Hierbij worden ook de cumulatieve effecten meegewogen;
• Het beschermen van reeds in het kader van de Vogel- en habitatrichtlijn
(VHR) aangewezen speciale beschermingszones;
• De voorgenomen aanwijzing van nieuwe beschermde gebieden volgens
de VHR en OSPAR;
• Het bundelen van kennis en informatie op het gebied van gezonde,
rendabele en veilige zee in één integraal overzicht, onder meer
gericht op sturing van (ruimtelijke) ontwikkelingen op zee en op duurzaam
gebruik;
• Het op diverse manieren betrekken van stakeholders bij het beheer.
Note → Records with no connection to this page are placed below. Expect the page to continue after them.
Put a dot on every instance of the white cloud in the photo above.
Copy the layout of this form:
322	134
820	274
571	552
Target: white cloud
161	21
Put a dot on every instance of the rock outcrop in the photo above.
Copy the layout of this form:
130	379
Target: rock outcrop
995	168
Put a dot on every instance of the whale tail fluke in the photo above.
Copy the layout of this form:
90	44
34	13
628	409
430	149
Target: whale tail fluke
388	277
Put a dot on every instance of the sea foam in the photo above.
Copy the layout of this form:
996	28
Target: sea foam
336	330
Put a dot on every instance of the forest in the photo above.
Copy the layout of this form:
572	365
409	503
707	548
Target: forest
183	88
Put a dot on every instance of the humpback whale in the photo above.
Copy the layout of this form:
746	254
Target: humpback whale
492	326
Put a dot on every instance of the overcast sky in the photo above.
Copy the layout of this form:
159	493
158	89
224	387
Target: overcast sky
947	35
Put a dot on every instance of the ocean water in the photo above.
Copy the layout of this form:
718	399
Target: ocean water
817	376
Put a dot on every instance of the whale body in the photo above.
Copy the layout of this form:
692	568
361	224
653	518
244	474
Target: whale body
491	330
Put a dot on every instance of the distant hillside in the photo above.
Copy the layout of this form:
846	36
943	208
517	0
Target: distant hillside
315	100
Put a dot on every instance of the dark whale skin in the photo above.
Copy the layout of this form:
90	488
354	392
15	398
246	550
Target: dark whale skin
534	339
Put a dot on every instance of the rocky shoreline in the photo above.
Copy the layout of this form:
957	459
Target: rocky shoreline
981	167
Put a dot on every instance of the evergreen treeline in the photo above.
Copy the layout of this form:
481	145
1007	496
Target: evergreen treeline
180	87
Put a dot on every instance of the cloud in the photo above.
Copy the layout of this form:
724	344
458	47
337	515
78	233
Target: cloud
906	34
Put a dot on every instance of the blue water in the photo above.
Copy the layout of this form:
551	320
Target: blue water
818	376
Dit gebeurt onder andere in werkconferenties, via vooroverleg bij vergunningverlening
en bij het op stellen van beheerplannen.
Voor een verdere doorvoering en ontwikkeling van de ecosysteembenadering
is samenwerking met de andere Noordzeelanden van groot belang. De in ontwikkeling
zijnde EU-Richtlijn Mariene Strategie speelt daarbij een belangrijke rol.
Deze ontwerprichtlijn beoogt mede invulling te geven aan de ecosysteembenadering.
De in de ontwerprichtlijn (artikel 4) voorgestelde, per lidstaat te ontwikkelen,
mariene strategie en het daarvoor voorgestelde actieplan, zijn daarbij van
belang. Daarnaast zijn de volgende ontwikkelingen relevant:
• De ontwikkeling van EcoQO’s binnen OSPAR kader. De implementatie
hiervan zal op nationaal niveau moeten plaatsvinden. In het kader van de in
ontwikkeling zijnde EU-Richtlijn Mariene Strategie zullen naar verwachting
ecologische kwaliteitsdoelstellingen gebruikt gaan worden bij de definiëring
van een goede milieutoestand («good environmental status»);
• Binnen OSPAR kader wordt overleg gevoerd over de bescherming van
bedreigde soorten en habitats;
• De Noordzeeministersconferentie heeft de Europese Commissie (EC)
uitgenodigd in samenwerking met Noorwegen een ecosysteemplan voor de Noordzeevisserij
op te stellen waarin voor de visserij verdere invulling wordt gegeven aan
de eco systeembenadering, hierbij zal worden voortgebouwd op het EC Groenboek
voor het Gemeenschappelijk Visserijbeleid;
• De EC voert momenteel stapsgewijs het principe van Maximale Duurzame
Oogst (MDO) in het visserijbeheer in, waardoor de ecosysteembenadering verder
wordt toegepast;
• Bij de verdere besluitvorming rond het door de EC opgestelde Groenboek
voor een Europees maritiem beleid zal ook nader uitwerking moeten worden gegeven
aan duurzaam gebruik gebaseerd op de ecosysteembenadering.
Bij al deze ontwikkelingen heeft Nederland een actieve inbreng.